Até ontem, havia 131 pedidos de impeachment na mesa do presidente da Câmara, Arthur Lira, mas o início do processo depende exclusivamente dele. Não existe condição ou prazo determinado para que o dirigente daquela Casa dê andamento a processos de impedimento. Aliado de Bolsonaro, Lira tem dito a interlocutores que não há clima para abertura de um processo nem votos suficientes na Câmara para aprová-lo. Hoje, as siglas de oposição congregam 132 deputados, e mesmo que haja uma adesão de todas as legendas consideradas independentes e não ocorra dissidência nas bancadas, cenário considerado improvável, o número não chegaria aos 342 votos necessários para que a cassação do mandato seja aprovada. Em todo caso, a proposta de mudar a lei de impeachment foi incluída por Renan após ele consultar integrantes do grupo Prerrogativas, que reúne advogados, professores e juristas. A sugestão foi alterar a legislação para retirar o “poder absoluto” do presidente da Câmara, estabelecendo prazos para que ele se manifeste sobre denúncias contra o presidente e, posteriormente, se mandar arquivar, apresente ao plenário, que poderia decidir pela continuidade.
A aprovação do relatório final da CPI está prevista, em princípio, para os dias 29 ou 30, e a expectativa é de que após a aprovação o documento seja encaminhado à Procuradoria-Geral da República e até a tribunais e outros organismos internacionais, enquadrando Bolsonaro em uma série de crimes cometidos no enfrentamento à pandemia de Covid-19. A proposta para obrigar a Câmara a analisar um pedido de impeachment de Bolsonaro com as conclusões da investigação tem apoio no grupo majoritário da CPI, formado por senadores de oposição ou independentes.
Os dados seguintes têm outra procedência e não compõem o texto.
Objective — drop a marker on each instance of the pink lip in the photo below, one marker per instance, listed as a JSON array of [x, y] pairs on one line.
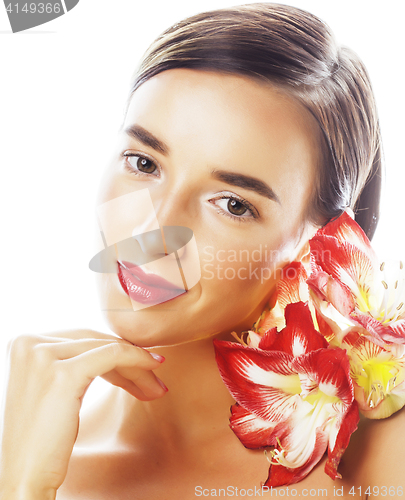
[[146, 288]]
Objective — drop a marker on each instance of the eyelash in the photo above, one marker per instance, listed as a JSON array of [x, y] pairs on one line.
[[132, 169], [240, 218]]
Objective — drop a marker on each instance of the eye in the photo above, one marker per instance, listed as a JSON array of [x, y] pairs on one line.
[[138, 163], [236, 208]]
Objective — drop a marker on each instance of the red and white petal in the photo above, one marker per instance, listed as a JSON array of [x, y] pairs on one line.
[[332, 291], [377, 331], [302, 436], [291, 287], [260, 381], [391, 403], [283, 476], [298, 337], [339, 439], [252, 431], [344, 228]]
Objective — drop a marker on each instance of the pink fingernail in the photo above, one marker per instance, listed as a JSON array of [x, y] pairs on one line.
[[162, 385], [158, 357]]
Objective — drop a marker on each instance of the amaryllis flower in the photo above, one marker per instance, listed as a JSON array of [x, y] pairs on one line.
[[378, 375], [290, 288], [347, 275], [293, 394]]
Otto Alencar, do PSD-BA, pontuou: “Acho que é perfeitamente viável fazer isso, depois de um trabalho exaustivo de investigação como o que tem sido efetivado pela Comissão Parlamentar de Inquérito”. Acrescentou que a Câmara não poderá, como parte do Congresso, ignorar a realidade.
De concreto, há o consenso de que o Congresso Nacional – e não apenas a Câmara dos Deputados – deve uma satisfação à opinião pública pela atitude de indiferença diante dos reclamos populares que sinalizam pela concordância com abertura de processo de impeachment. O ex-deputado Ulysses Guimarães, que foi a principal figura da Constituinte, de que resultou a Constituição-Cidadã no período da nova redemocratização do país, costumava chamar a atenção para o respeito ao que denominava de “voz rouca das ruas”, qualificando-a como definidora das soluções que viessem a ser tomadas pelo Legislativo em relação a crises e conflitos nacionais. No presente momento, o Congresso tem sido surdo a essa voz rouca, o que dá a Bolsonaro a sensação de onipotência e impunidade e leva o presidente a patrocinar manifestações de rua como as do Sete de Setembro. Em última instância, é preciso que haja um tira-teima sobre o impeachment para que o Brasil siga adiante – ou com Bolsonaro sangrando até o fim, ou sem Bolsonaro no poder, depois de tanto mal que já causou à nação.